O mundo da moda está passando por uma transformação profunda. Em 2026, a sustentabilidade deixou de ser uma tendência passageira para se tornar o pilar central de grandes marcas de luxo. Da Europa ao Brasil, designers e executivos repensam materiais, processos e até o significado de exclusividade.
Materiais do Futuro
Stella McCartney, pioneira na moda ética, lançou uma linha inteira feita de micélio de cogumelos e couro de maçã. A iniciativa reduz o impacto ambiental em 80% comparado ao couro tradicional. Outras marcas como Gucci e Prada seguem o exemplo, investindo em tecnologias de reciclagem têxtil e tingimento natural.
O Papel da Tecnologia
Startups brasileiras como a Reversa usam inteligência artificial para mapear o ciclo de vida das peças, garantindo transparência total. A plataforma permite que consumidores escaneiem QR codes nas etiquetas e vejam a origem de cada fibra, o salário dos trabalhadores e a pegada de carbono. “Queremos que o luxo seja sinônimo de responsabilidade”, diz Ana Silva, CEO da Reversa.
Consumidor Consciente
Pesquisas mostram que 72% dos millennials preferem gastar mais em produtos sustentáveis.
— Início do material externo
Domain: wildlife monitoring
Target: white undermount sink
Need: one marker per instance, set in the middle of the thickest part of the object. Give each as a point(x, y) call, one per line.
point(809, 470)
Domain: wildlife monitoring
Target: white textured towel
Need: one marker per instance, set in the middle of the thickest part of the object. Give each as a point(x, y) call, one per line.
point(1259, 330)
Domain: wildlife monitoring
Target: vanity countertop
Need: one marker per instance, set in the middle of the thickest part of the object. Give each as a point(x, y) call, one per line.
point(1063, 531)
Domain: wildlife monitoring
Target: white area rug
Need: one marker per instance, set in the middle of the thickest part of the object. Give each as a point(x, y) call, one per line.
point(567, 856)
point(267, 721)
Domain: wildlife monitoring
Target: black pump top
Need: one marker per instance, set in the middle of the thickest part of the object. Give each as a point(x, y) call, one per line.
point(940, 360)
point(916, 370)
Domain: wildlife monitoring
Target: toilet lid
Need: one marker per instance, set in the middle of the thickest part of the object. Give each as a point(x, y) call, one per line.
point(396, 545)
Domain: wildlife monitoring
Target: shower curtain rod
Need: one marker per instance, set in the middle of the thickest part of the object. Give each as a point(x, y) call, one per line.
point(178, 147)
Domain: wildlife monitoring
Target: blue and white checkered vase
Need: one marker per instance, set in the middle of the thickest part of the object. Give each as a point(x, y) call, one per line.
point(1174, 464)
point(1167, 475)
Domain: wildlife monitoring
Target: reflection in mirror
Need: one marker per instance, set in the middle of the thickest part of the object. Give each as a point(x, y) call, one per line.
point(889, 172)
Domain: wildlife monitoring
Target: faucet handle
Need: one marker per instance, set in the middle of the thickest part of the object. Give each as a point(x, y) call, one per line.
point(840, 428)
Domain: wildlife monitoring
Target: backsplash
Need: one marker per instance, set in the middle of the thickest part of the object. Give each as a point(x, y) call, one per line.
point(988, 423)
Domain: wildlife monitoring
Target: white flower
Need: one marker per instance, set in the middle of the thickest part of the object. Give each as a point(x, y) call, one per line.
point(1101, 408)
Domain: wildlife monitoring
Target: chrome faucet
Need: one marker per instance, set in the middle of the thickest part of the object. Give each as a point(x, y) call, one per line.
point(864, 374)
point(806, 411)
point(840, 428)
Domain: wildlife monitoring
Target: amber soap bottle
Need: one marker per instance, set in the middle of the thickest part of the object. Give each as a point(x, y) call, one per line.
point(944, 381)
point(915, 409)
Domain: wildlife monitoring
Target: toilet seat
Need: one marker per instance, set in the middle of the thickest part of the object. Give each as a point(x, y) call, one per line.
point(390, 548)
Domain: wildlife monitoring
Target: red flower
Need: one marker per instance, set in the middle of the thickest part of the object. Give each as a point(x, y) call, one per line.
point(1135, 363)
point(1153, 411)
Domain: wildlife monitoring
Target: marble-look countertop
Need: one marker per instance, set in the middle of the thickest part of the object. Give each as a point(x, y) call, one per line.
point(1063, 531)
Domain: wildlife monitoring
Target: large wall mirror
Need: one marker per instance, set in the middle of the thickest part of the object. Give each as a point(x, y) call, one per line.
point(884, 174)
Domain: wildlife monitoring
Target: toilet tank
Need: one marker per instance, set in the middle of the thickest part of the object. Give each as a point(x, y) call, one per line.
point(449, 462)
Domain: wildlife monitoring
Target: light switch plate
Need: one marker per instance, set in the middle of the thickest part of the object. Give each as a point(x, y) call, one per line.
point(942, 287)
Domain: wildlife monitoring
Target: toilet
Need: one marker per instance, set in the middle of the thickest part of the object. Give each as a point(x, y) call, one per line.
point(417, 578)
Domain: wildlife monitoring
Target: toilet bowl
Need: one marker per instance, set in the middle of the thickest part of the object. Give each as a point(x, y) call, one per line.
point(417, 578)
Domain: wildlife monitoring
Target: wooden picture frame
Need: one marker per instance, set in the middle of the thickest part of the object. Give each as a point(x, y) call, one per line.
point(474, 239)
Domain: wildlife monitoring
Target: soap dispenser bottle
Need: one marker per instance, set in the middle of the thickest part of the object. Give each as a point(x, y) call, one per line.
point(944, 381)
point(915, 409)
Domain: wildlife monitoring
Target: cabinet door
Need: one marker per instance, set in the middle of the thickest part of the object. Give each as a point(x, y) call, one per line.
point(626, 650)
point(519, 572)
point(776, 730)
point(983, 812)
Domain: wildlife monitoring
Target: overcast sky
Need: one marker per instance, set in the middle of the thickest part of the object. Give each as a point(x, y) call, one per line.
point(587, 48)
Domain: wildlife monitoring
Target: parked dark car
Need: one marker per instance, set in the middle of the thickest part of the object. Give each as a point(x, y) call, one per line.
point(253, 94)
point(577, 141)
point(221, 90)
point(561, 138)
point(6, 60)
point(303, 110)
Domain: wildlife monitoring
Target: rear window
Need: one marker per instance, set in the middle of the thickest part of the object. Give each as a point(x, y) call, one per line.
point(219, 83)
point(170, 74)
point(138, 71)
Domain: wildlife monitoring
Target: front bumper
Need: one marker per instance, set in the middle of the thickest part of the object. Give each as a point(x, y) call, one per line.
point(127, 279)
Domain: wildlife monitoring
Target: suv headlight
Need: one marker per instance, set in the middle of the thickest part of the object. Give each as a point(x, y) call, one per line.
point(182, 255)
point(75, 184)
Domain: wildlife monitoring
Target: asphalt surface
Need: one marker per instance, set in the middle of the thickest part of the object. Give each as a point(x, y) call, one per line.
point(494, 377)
No Brasil, a Shopping Sustentável (evento anual em São Paulo) atraiu 50 mil visitantes em 2025, com desfiles de marcas como Osklen, Farm e Reserva. A influenciadora Camila Coutinho declarou: “Não basta ser bonito, precisa ter história”.
Desafios e Críticas
Apesar do avanço, críticos apontam o greenwashing. A Fashion Revolution alerta que apenas 12% das marcas têm metas climáticas verificáveis. “Precisamos de regulamentação”, afirma Lily Cole, ativista e modelo. O governo francês já aprovou lei que proíbe destruição de estoques não vendidos, inspirando debates no Brasil.
Com a COP30 marcada para Belém em 2026, a moda sustentável ganha ainda mais relevância. O país pode se tornar referência global se unir inovação, cultura e preservação.